Independents polled were split, with 49 percent saying Trump should be convicted and 45 percent saying he should not be convicted. There is wide agreement on conviction within each party: 86 percent of Republicans say Trump should not be convicted, and 86 percent of Democrats say he should.

"The impeachment question is framed by two distinctly different versions of history and offers as vivid an example of the chasm between Republicans and Democrats as you can find," Quinnipiac University Polling Analyst Tim Malloy said in a statement released with the results.

These findings are similar to a separate Monmouth University poll released a few weeks ago, which found that most Americans believe Trump should be impeached and convicted.

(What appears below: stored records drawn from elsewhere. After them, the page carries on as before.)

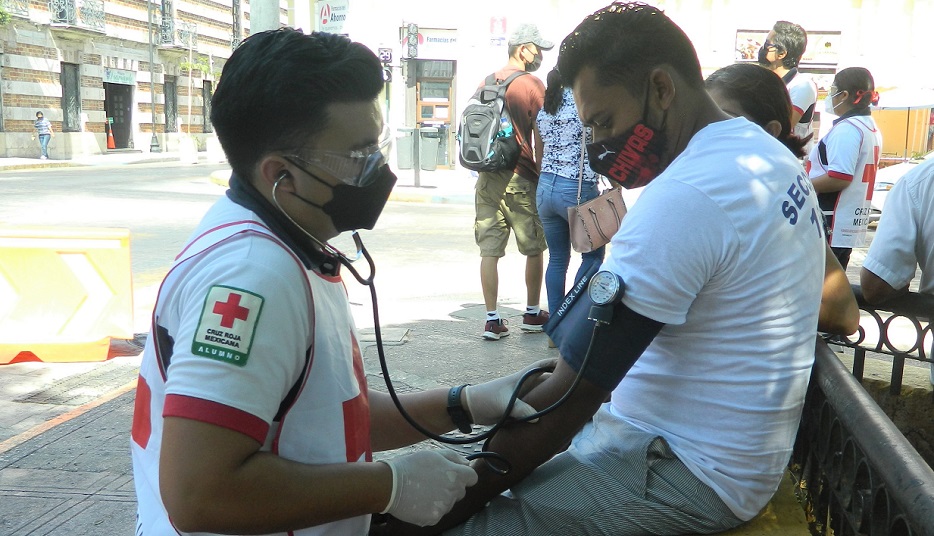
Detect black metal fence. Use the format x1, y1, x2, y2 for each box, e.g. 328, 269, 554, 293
791, 287, 934, 536
834, 285, 934, 395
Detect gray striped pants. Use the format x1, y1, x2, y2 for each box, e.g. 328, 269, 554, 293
444, 412, 742, 536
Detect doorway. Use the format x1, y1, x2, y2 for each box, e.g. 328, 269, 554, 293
104, 82, 133, 149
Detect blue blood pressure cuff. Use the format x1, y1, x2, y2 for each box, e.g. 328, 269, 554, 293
544, 268, 664, 391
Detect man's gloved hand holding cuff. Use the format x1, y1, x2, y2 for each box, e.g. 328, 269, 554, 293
380, 450, 477, 527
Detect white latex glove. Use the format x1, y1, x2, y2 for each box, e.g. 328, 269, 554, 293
381, 449, 477, 527
464, 359, 557, 424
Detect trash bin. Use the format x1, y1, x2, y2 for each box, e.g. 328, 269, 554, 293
396, 128, 415, 169
418, 127, 441, 171
438, 125, 451, 167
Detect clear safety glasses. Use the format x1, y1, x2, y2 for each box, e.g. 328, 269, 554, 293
289, 126, 392, 186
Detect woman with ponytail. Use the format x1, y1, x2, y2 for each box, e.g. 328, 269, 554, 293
807, 67, 882, 269
533, 69, 604, 328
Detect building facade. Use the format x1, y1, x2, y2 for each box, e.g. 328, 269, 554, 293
0, 0, 260, 159
0, 0, 934, 161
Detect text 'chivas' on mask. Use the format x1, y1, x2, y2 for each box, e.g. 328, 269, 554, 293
587, 122, 665, 189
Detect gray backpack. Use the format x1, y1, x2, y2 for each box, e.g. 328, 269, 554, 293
457, 71, 528, 171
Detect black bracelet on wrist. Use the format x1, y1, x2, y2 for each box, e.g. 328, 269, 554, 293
448, 384, 472, 434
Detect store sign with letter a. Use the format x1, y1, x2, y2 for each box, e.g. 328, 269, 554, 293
312, 0, 350, 34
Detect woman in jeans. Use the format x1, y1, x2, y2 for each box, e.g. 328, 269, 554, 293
533, 70, 604, 318
32, 112, 55, 160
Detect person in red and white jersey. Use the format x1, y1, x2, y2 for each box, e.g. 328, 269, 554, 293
807, 67, 882, 269
131, 28, 552, 536
759, 20, 817, 151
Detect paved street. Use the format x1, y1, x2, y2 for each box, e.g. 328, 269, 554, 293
0, 155, 555, 536
0, 153, 916, 536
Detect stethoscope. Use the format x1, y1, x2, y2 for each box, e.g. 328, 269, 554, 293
272, 177, 599, 475
328, 231, 612, 475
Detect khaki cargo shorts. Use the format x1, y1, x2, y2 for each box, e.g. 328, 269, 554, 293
474, 170, 548, 257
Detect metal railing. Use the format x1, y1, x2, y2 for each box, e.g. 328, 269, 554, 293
49, 0, 105, 32
831, 285, 934, 395
791, 340, 934, 536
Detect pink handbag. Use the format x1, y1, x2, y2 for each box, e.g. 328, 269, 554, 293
568, 135, 626, 253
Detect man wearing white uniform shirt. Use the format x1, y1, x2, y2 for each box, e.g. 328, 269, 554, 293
386, 3, 826, 536
859, 159, 934, 384
131, 28, 544, 536
759, 20, 817, 151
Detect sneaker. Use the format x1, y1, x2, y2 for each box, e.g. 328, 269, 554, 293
483, 318, 509, 341
519, 311, 548, 333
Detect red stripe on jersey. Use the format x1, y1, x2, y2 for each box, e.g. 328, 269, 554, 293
162, 395, 269, 445
131, 375, 152, 449
827, 170, 853, 182
342, 333, 373, 462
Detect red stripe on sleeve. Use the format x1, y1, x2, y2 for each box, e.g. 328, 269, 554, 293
162, 395, 269, 445
827, 171, 853, 182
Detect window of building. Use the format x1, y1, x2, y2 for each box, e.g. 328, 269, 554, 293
61, 63, 81, 132
163, 76, 178, 132
201, 80, 214, 132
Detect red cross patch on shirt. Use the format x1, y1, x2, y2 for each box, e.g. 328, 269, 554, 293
191, 285, 264, 367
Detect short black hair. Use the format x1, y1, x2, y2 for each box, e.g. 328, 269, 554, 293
211, 28, 383, 178
704, 63, 813, 158
833, 67, 879, 109
558, 2, 704, 95
772, 20, 808, 69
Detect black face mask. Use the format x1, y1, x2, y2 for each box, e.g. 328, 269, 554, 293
587, 85, 668, 189
292, 162, 396, 232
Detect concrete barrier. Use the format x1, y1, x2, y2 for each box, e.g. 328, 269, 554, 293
0, 227, 133, 365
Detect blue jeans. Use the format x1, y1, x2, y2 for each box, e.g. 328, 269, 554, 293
39, 134, 52, 158
535, 173, 604, 312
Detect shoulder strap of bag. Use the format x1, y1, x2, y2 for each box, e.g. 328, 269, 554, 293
577, 125, 587, 206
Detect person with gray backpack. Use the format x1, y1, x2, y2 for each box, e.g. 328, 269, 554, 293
468, 24, 554, 340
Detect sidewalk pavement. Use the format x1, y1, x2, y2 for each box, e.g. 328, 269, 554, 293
0, 150, 225, 172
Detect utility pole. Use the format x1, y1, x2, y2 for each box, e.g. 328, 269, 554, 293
146, 0, 162, 153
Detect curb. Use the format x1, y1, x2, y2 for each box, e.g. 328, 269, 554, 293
0, 154, 210, 171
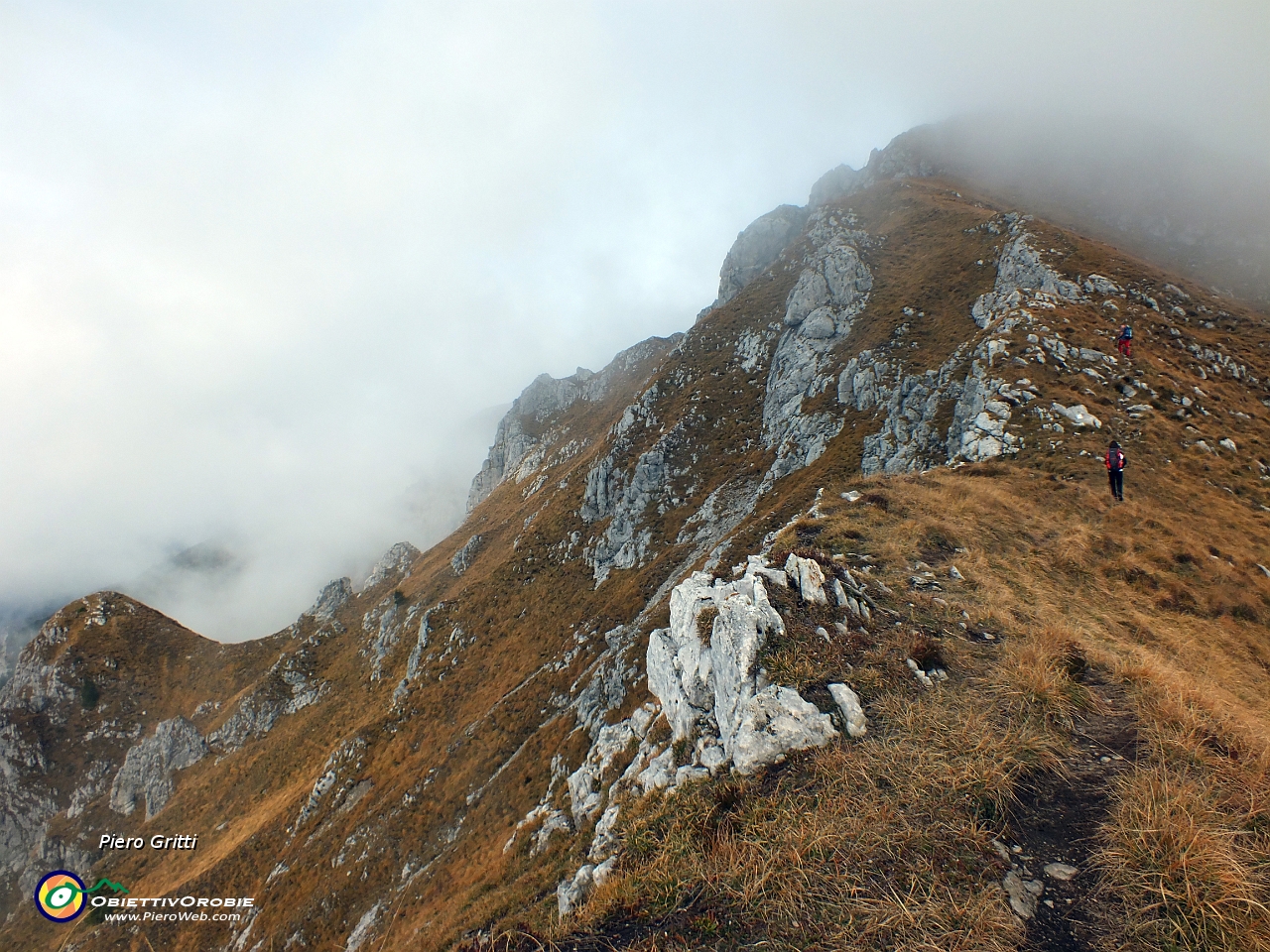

The new poll from Quinnipiac University also found that most of those polled (59 percent) do not believe there was widespread voter fraud in the 2020 election, though nearly three-fourths of Republicans surveyed do believe there was widespread fraud.

There was strong agreement among all participants on a few subjects. Most respondents (75 percent) said they are either somewhat or very concerned about extremist violence in the U.S. Almost the same number (74 percent) believe social media platforms should be held responsible for the spread of disinformation. About 70 percent of those polled said U.S. democracy is currently threatened.

Most of the people polled do not think partisan divides were likely to improve. About 4 in 10 Americans expect partisan divisions to worsen, while about one third say they didn’t expect partisanship to change much. Only 20 percent believe partisan divisions would improve.

About 70 percent of those polled say they had not limited social interactions based on differing political beliefs. Democrats were more likely to say they lessened interactions based on political beliefs than independents or Republicans.

The poll included 1,075 participants who were surveyed from Jan. 28 to Feb. 1, with a margin of error of plus-or-minus 3 percentage points.